HeimhelferInnen unterstützen betreuungsbedürftige Menschen. Das sind Personen aller Altersstufen, die durch Alter, gesundheitliche Beeinträchtigung oder schwierige soziale Umstände nicht in der Lage sind, sich selbst zu versorgen.

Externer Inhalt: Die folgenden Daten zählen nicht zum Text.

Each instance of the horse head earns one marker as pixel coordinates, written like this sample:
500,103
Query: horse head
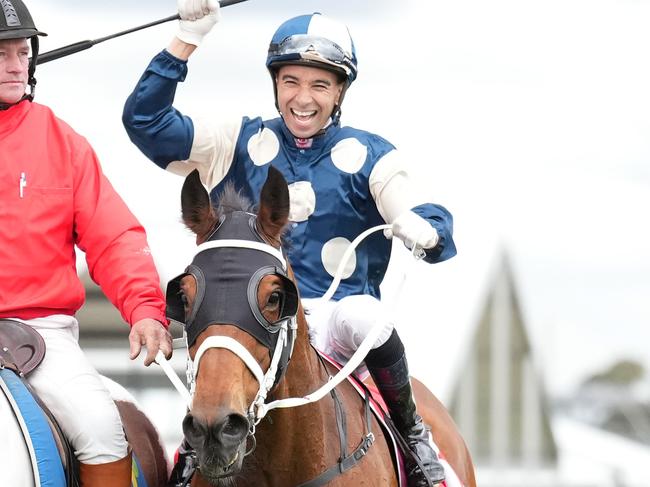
238,303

HeimhelferInnen unterstützen bei der Haushaltsführung und den Aktivitäten des täglichen Lebens. Dies betrifft besonders Personen, die trotz Betreuungsbedarf dennoch in ihrer Wohnung bzw. betreuten Wohneinheit oder Wohngemeinschaft bleiben möchten. HeimhelferInnen arbeiten eigenverantwortlich auf Anordnung von KlientInnen und Angehörigen der Sozial- und Gesundheitsberufe. Die Tätigkeiten der Basisversorgung werden ausschließlich unter Anleitung und Aufsicht von Angehörigen der Gesundheitsberufe durchgeführt.

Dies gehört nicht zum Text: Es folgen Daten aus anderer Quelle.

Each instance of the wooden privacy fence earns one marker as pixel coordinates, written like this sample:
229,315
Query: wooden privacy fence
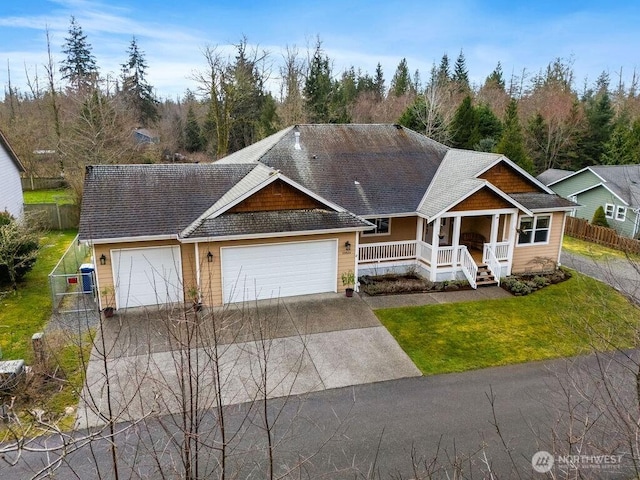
582,229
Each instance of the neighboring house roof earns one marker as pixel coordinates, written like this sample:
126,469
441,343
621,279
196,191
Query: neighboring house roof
342,163
553,175
542,201
12,154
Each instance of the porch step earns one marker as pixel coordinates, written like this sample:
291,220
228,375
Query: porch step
484,277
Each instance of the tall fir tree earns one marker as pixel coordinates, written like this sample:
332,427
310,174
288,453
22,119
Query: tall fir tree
318,87
511,145
461,74
464,126
79,66
401,83
136,90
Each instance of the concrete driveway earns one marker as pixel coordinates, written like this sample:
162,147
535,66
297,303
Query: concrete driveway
239,354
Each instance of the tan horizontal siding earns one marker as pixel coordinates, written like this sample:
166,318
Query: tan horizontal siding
525,257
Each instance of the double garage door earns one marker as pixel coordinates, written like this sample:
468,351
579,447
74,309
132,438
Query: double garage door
153,276
278,270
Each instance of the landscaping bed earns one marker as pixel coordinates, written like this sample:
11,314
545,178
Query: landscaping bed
526,283
410,282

Als wichtiges Bindeglied zwischen den KlientInnen, deren sozialem Umfeld und allen anderen Bezugspersonen arbeiten HeimhelferInnen im Team mit der Hauskrankenpflege und den Angehörigen der mobilen Betreuungsdienste.

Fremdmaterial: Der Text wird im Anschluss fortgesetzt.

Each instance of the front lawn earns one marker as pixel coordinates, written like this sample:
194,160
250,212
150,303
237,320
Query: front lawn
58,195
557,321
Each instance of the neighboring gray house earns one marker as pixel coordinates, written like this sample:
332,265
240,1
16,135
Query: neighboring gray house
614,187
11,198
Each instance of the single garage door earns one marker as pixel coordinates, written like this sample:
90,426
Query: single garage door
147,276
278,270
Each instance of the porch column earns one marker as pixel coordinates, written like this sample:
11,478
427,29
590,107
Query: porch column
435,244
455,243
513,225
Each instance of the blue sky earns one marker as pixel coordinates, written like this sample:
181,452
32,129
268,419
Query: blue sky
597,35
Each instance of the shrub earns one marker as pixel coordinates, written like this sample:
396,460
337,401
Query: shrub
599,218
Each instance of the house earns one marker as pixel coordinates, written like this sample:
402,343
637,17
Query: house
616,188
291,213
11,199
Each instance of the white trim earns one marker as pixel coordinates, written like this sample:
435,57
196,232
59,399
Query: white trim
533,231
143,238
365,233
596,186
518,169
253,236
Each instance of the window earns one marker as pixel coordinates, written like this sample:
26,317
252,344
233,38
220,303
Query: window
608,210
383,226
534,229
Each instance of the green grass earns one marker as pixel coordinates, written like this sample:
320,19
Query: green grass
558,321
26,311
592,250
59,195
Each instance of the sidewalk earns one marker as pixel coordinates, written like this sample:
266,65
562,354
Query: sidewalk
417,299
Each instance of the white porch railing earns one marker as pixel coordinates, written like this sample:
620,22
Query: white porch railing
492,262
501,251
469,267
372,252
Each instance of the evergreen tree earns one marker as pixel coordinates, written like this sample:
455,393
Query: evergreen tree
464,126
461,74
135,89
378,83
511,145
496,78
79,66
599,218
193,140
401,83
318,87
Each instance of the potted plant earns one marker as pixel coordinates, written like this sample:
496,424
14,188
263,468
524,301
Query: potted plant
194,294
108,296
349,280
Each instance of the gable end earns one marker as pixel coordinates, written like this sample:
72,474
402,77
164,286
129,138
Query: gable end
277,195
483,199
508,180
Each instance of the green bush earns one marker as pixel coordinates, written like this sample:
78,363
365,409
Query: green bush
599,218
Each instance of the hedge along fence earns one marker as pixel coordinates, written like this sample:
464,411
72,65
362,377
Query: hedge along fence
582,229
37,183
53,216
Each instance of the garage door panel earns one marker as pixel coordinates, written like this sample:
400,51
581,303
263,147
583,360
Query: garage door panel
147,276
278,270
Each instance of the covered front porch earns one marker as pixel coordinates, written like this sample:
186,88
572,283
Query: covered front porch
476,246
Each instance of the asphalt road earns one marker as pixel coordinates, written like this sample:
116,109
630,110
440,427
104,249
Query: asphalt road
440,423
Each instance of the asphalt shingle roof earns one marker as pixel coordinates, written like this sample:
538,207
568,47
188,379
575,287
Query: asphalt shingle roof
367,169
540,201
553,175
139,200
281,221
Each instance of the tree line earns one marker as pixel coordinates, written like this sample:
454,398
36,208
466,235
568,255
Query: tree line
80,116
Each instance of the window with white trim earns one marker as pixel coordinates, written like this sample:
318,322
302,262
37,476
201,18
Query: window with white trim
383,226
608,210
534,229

Eine freiberufliche Ausübung der Heimhilfe ist nicht vorgesehen.

Mindestalter für die Tätigkeit als HeimhelferIn: 18 Jahre

Aufgaben von HeimhelferInnen

  • Hauswirtschaftliche Tätigkeiten (insbesondere für Sauberkeit und Ordnung in der unmittelbaren Umgebung des Klienten/der Klientin sorgen)
  • Beheizen der Wohnung, Beschaffen des Brennmaterials
  • Unterstützung bei Besorgungen außerhalb des Wohnbereiches (Einkauf, Post, Behörden, Apotheke, u.a.)
  • Unterstützung bei der Zubereitung und Einnahme von Mahlzeiten
  • Einfache Aktivierung (z.B. Aufforderung zur Beschäftigung)
  • Förderung von Kontakten im sozialen Umfeld
  • Hygienische Maßnahmen (z.B. Wäschegebarung)
  • Beobachtung des Allgemeinzustandes und rechtzeitiges Herbeiholen von Unterstützung durch andere Berufsgruppen
  • Unterstützung von Pflegepersonen
  • Dokumentation
  • Unterstützung bei der Basisversorgung einschließlich der Unterstützung bei der Einnahme und Anwendung von Arzneimitteln (Anlage 2)

Ausbildung zur Heimhilfe

Die Ausbildung zur HeimhelferIn ist gesetzlich geregelt und erfolgt in Lehrgängen für Heimhilfe, die z.B. BFI, WIFI, viele private Betreuungsorganisationen und auch einige Gesundheits- und Krankenpflegeschulen anbieten. Zusätzlich beinhaltet der Abschluss einiger Fachschulen ebenfalls die Ausbildung zu HeimhelferInnen.

Aufnahmevoraussetzung ist die Vollendung des 18.Lebensjahres, eine gesundheitliche Eignung, körperliche und psychische Belastbarkeit, positiver Abschluss der 9. Schulstufe, mitunter Führerschein der Klasse B; Aufnahmegespräch.

Die Ausbildung umfasst 200 Unterrichtseinheiten Theorie und 200 Unterrichtseinheiten Praxis.